As well as reviewing the compliance system of the company in detail, the Audit Committee was briefed by the Board of Management on the company’s negotiation of a promissory note loan and the renewal of its revolving credit facility. The committee also took a closer look at the group’s patented technologies and the TP400-D6 engine program.
Adoption of the annual financial statements, the approved consolidated financial statements, the management report and the group management report
MTU Aero Engines Holding AG’s annual financial statements, consolidated financial statements, management report and group management report for the financial year 2009 were audited and fully certified by the accounting firm Deloitte & Touche, Munich, whose engagement had been confirmed by the Annual General Meeting. The audit reports and documents to be reviewed were submitted in a timely manner to all members of the Supervisory Board. The Supervisory Board thoroughly reviewed the annual financial statements, consolidated financial statements, management report and group management report of MTU Aero Engines Holding AG for 2009 and the Board of Management’s profit distribution proposal on the basis of the preliminary audit by the Audit Committee, on which the chair of the Audit Committee had presented a full report to the Supervisory Board.

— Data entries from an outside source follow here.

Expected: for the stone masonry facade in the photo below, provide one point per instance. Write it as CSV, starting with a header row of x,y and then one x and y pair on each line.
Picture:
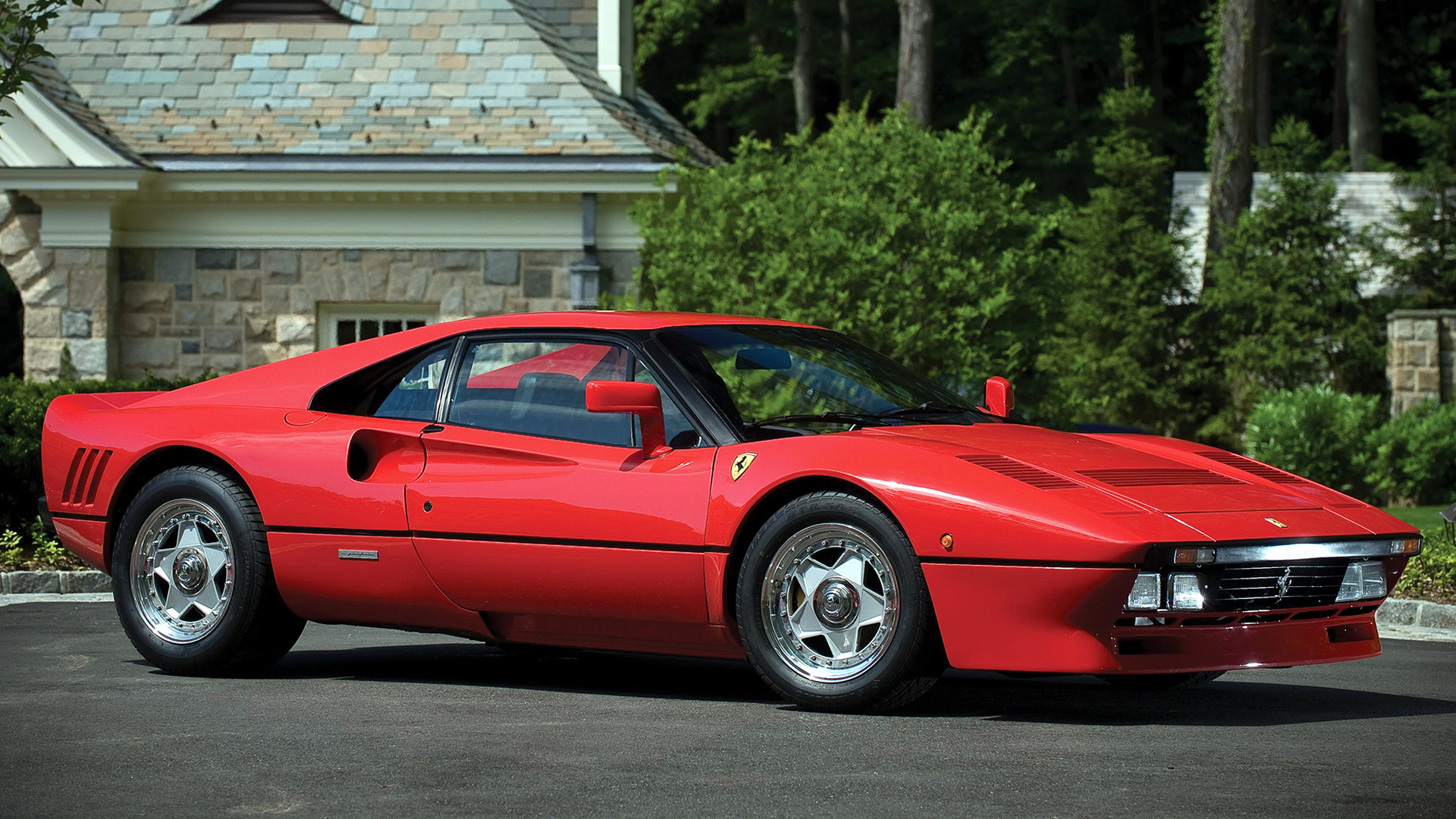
x,y
67,297
187,311
1421,362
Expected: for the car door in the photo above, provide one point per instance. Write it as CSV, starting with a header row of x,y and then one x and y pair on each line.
x,y
529,504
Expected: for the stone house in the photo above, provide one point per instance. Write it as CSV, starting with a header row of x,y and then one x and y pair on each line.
x,y
218,184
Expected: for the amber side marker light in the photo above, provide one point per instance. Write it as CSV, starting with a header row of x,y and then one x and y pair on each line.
x,y
1194,554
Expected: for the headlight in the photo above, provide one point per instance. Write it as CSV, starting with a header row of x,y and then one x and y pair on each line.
x,y
1185,592
1363,580
1147,592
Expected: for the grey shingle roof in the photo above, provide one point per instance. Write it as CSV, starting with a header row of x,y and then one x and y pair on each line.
x,y
416,77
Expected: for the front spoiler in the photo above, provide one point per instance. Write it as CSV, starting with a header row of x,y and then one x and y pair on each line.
x,y
1062,620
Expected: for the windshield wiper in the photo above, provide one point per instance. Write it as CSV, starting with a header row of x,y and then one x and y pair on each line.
x,y
929,407
829,417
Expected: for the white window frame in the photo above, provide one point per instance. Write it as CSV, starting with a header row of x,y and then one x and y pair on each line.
x,y
329,316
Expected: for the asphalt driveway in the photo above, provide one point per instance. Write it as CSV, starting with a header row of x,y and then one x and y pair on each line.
x,y
362,722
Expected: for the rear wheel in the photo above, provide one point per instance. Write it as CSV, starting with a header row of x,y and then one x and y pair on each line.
x,y
1159,681
833,608
194,583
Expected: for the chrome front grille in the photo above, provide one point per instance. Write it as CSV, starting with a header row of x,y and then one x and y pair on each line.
x,y
1276,586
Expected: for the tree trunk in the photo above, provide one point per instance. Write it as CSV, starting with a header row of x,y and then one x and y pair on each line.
x,y
1155,72
846,85
1231,159
1360,83
802,74
1340,105
1264,79
913,77
1069,74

The auditor attended the meeting of the Audit Committee of MTU Aero Engines Holding AG on March 2, 2010, and the balance sheet meeting of the Supervisory Board on March 10, 2010, and presented the main findings of the audit. The Supervisory Board reviewed the annual financial statements, consolidated financial statements, management report, group management report and the Board of Management’s profit distribution proposal, and raised no objections. The annual financial statements and consolidated financial statements for the financial year 2009 as submitted by the Board of Management were approved at the Supervisory Board meeting on March 10, 2010. The annual financial statements are thereby adopted. The Supervisory Board agreed to the Board of Management’s profit distribution proposal, after giving due consideration to the interests of the company and its shareholders. At its meeting on March 10, 2010, the Supervisory Board took note that MTU Aero Engines Holding AG had not entered into any change-of-control agreements. This excludes the indirect consequences of any agreements contracted by associated companies containing change-of-control clauses that might affect MTU Aero Engines Holding AG. More detailed notes on this subject can be found in the group management report on page 133 ff.

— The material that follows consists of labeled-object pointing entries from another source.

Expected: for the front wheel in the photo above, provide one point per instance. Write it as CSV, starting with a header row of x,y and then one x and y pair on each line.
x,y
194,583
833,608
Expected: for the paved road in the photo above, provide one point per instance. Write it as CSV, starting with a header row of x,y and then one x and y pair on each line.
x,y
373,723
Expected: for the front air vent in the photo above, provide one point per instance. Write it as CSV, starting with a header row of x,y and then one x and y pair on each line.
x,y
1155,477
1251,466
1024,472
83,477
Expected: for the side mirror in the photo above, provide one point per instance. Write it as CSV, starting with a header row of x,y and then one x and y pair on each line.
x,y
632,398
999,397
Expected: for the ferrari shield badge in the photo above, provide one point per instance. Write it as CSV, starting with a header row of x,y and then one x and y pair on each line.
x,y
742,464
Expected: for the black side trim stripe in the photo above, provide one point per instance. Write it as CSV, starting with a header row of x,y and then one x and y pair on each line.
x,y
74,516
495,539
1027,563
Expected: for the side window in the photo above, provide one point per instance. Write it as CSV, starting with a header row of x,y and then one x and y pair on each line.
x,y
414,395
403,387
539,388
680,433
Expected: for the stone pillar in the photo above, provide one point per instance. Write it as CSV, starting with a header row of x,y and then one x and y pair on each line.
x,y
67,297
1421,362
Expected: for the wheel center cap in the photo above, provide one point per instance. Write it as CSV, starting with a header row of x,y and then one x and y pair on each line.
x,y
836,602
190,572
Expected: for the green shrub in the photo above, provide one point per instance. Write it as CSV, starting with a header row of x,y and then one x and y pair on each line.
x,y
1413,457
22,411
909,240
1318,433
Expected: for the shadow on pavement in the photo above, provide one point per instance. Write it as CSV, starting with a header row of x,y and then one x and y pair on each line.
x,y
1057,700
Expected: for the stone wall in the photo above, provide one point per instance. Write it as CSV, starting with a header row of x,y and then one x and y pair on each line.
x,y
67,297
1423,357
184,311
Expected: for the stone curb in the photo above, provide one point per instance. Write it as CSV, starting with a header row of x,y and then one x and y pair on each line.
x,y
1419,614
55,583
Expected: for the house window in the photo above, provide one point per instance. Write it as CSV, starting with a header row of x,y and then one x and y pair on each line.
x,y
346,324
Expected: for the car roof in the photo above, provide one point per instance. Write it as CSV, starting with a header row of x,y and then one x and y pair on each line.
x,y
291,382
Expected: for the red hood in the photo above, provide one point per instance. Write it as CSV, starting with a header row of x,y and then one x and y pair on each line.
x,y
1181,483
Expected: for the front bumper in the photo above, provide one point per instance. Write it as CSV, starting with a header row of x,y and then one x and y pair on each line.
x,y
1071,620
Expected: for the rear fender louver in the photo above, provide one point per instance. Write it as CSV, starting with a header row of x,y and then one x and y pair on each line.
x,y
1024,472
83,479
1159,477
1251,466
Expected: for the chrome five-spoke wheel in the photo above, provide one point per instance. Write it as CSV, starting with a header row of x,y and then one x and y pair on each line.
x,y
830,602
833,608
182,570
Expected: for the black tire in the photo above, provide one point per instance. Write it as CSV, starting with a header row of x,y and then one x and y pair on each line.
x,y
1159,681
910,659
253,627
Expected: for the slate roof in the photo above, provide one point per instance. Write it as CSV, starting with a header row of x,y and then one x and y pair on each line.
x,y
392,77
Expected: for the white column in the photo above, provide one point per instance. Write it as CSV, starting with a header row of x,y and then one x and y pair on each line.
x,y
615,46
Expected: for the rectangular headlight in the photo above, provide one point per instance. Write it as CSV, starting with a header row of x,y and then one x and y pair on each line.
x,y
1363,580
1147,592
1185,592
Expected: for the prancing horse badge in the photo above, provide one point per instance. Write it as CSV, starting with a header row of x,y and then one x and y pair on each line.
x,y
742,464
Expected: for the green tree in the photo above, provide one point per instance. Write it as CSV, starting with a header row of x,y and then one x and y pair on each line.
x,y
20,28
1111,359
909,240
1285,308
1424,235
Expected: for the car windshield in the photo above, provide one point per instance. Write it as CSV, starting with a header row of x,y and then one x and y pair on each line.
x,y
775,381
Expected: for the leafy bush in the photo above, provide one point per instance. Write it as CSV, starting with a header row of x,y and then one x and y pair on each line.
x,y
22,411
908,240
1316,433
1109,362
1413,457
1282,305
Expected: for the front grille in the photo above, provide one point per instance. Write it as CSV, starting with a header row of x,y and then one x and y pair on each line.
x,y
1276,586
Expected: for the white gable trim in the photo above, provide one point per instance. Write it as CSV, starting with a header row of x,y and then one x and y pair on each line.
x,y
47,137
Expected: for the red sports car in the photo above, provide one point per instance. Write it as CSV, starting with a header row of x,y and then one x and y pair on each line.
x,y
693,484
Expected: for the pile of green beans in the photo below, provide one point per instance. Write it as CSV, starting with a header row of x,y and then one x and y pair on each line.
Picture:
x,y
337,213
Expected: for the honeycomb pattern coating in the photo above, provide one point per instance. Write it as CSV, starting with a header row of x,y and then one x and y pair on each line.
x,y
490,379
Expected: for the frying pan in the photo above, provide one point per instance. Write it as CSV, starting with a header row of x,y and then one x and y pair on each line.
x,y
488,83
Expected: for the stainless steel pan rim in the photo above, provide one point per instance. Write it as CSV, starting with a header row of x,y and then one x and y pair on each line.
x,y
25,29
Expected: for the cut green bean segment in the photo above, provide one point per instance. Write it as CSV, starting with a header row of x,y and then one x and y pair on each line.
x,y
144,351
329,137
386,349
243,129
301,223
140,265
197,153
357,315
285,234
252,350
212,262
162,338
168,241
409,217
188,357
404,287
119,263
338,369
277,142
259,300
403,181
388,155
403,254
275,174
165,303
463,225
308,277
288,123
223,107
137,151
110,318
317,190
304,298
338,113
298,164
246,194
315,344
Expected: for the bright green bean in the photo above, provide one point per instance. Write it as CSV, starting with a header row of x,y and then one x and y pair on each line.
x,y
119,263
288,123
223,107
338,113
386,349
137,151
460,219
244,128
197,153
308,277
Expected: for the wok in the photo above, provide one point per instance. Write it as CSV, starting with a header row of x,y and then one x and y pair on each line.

On May 26, 2009, the Annual General Meeting appointed Dr. Joachim Rauhut to the Supervisory Board. Dr. Rauhut is a member of the Executive Board (CFO) of Wacker Chemie AG in Munich. He replaced Prof. Dr. Walter Kröll, who took leave as a member of the Supervisory Board on attaining the age limit stipulated in the articles of association, which state that members of the Supervisory Board must relinquish their seats after the Annual General Meeting that follows their 70th birthday.
The Supervisory Board expresses its gratitude to Prof. Dr. Kröll for his long years of dedicated, professional work. The Supervisory Board also wishes to thank all MTU employees and the Board of Management for their successful work and the great commitment shown in 2009. Thanks are also extended to the works council for its constructive cooperation and, last but not least, to all the shareholders who have placed their trust in MTU over the past business year.